Lista życzeń
Koszyk
Twój koszyk jest pusty
Kontynuuj zakupy

Noworodek i niemowlę (1138 Wątki)

Chrzciny zima i mróz

Data utworzenia : 2017-01-10 11:36 | Ostatni komentarz 2017-03-29 22:06

rewers342

11214 Odsłony
263 Komentarze

dziewczyny potrzebuje rady bo tak mi mysl nachodzi do głowy jak to zrobic bo 28 na godz 18 mamy chrzest . teraz moje pytanie czy ksiadz mocno leje woda ? i czy po ochrzczeniu moge szybko załozyc czapeczke ? i czy musze zostac z nim w tych zimnych murach czy moge zabrac go do domu ??

2017-01-11 19:31

Dokładnie musisz być wcześniej żeby załatwić wszelkie formalności chrzest raczej się wtedy nie odbędzie ale dopytaj przy okazji będziesz miała pewność. Sylwia u nas też jak Mały by płakał albo żeby go nakarmić mieliśmy udostępnione miejsce na plebanii.
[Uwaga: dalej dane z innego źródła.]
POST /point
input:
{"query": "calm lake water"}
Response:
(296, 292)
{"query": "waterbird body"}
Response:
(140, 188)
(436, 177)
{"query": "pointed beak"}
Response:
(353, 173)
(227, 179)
Ja po komunii wyszłam synka nakarmic i przewinąć a tak to był taki grzeczny że na szczęście nie musiałam wychodzić.

2017-01-11 11:54

Ja u siebie w kościele jak syn byl marudny to moglam isc na zachrystie tam uspokoic malego nakarmic albo przeczekac jego focha bo wiadomo placzace dziecko na mszy jest dekoncentrujace :-) z reszta zazwyczaj jak jedno dziecko placze rozpoczyna sie lancuch placzu :-) takze pogadaj z księdzem on wie jakie sa dzieci i napewno udostepi Wam w razie czego pokoj :-)

2017-01-11 10:12

20 min szybciej, żeby wypełnić dokumenty, donieść zaświadczenia o spowiedzi itd.

2017-01-11 09:10

U nas chrzest jest chyba przed msza ogólnie kazał nam być 20 min wcześniej, pojade jeszcze do niego i zapytam czy będziemy mogli wyjść zaraz po bo wątpię żeby mały wytrzymał całą mszę

2017-01-11 01:04

Prawdę mówiąc ja też nie spotkałam się z tym że można wyjść z dzieckiem zaraz po chrzcie. Można przyjść trochę później do kościoła ale wyjść zaraz po nie widziałam. Samej wody ksiądz leje na prawdę bardzo Malutko i ma to bardziej znaczenie symboliczne niż polowanie główki nie wiadomo jaka ilością wody. Zaraz po można wytrzeć główkę możesz wziąć coś to wytarcia i złożyć czapeczke bez problemu. Możesz ściągnąć chwilę wcześniej a założyc zaraz po.

2017-01-10 21:54

Oboje moich dzieci było chrzczonych zimą.syn w lutym, córka w listopadzie. Temperatury poniżej zera, lub bliskie zera, ale z dużym wiatrem. U nas sam chrzest, w sobotę, bez mszy. Troszkę wodą były główki polane, ale ksiądz miał na uwadze, że zimno, a dziecko male i szybko kazał czapeczki ubrać ;) tuż przed chrztem czapeczki zdjęte, na ostatnią chwilę. Dzieci nie płakały. Woda też była cieplejsza, przynajmniej tak proboszcz powiedział.

2017-01-10 21:46

My tez mielismy chrzest synka w lutym ksiadz mocno nie leje woda ale jednak jest bardzo zimna i dziecko moze plakac. Mozesz szybko założyć czapke ja tez założyłam synkowi. I niestety trzeba byc dokońca.

2017-01-10 21:46

U nas wychodza z dziecmi po sakramencie chrztu, mimo ze msza sie jeszcze nie konczy. Nie każdy tak robi ale duzo razy juz tak widziałam m.in. jak dziecko płacze i nie mozna go uspokoic. Nawet moja siostra zabrała swoja córkę bo był duży mróz. Ksiądz nigdy nic nie mówił na ten temat, nie potepial wiec to chyba zależy od księży.